In daylight, landscape shots have horrible artefacting and muted colours, while macros lack any sort of focus. Low-light shots are often unusable. The front camera sensor has only a 0.3-megapixel resolution and as expected, the quality is pretty poor even under good lighting. Video recording for the rear camera maxes out at 720p but once again, the quality is sub-standard.
The Karbonn A40 Indian has a small 1400mAh battery, which lasted for 3 hours and 54 minutes in our HD video loop test. With regular usage, we had to charge the phone well before the day was up, sometimes even within half a day if we played a lot of games. Charging was also painfully slow.
You could consider the Karbonn A40 Indian as a smartphone for calls and basic usage like WhatsApp and messaging, but don’t expect a good experience in any other areas. If you diligently follow Airtel’s rules for recharging your prepaid account, you could maximise the value of this offer. Apart from the A40 Indian, the Karboon A41 Power and the A1 Indian are also eligible with this scheme.

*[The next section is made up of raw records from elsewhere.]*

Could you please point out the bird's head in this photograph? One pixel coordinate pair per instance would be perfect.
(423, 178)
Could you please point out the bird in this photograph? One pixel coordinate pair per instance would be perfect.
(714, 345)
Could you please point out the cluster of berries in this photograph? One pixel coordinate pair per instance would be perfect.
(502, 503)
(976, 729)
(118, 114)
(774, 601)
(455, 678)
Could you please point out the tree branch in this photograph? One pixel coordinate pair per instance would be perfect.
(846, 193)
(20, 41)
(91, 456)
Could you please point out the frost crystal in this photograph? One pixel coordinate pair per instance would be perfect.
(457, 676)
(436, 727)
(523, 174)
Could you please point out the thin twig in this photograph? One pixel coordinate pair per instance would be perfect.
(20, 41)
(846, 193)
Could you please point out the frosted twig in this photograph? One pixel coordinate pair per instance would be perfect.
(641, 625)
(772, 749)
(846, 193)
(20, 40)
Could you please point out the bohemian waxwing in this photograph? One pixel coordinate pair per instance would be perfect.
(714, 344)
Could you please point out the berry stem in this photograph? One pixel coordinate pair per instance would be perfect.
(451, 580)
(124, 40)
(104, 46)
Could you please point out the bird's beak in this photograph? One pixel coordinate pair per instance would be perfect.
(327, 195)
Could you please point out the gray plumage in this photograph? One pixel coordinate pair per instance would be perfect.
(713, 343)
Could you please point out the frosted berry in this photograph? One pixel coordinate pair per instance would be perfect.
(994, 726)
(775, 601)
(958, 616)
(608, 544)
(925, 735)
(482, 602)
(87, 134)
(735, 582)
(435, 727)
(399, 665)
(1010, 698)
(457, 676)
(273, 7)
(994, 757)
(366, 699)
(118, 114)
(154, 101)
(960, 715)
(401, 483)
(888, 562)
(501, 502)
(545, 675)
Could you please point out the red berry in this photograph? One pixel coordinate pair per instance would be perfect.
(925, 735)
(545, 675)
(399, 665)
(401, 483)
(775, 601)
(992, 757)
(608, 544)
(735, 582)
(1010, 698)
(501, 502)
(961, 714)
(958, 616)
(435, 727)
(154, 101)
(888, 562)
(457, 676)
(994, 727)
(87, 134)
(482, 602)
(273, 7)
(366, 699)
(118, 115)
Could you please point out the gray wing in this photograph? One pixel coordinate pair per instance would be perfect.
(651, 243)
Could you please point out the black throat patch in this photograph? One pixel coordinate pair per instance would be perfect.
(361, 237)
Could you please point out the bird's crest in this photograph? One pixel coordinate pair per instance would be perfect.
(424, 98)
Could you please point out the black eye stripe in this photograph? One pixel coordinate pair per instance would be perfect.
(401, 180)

They are all priced around the same amount and feature similar specifications, so we doubt the experience would be any better (or worse) than with the A40 Indian.
Compared to the Jio Phone and BSNL’s Bharat-1 (First Impressions) feature phones, the A40 Indian offers access to most of the popular Android apps for a bit more money, but at the cost of battery life and camera performance.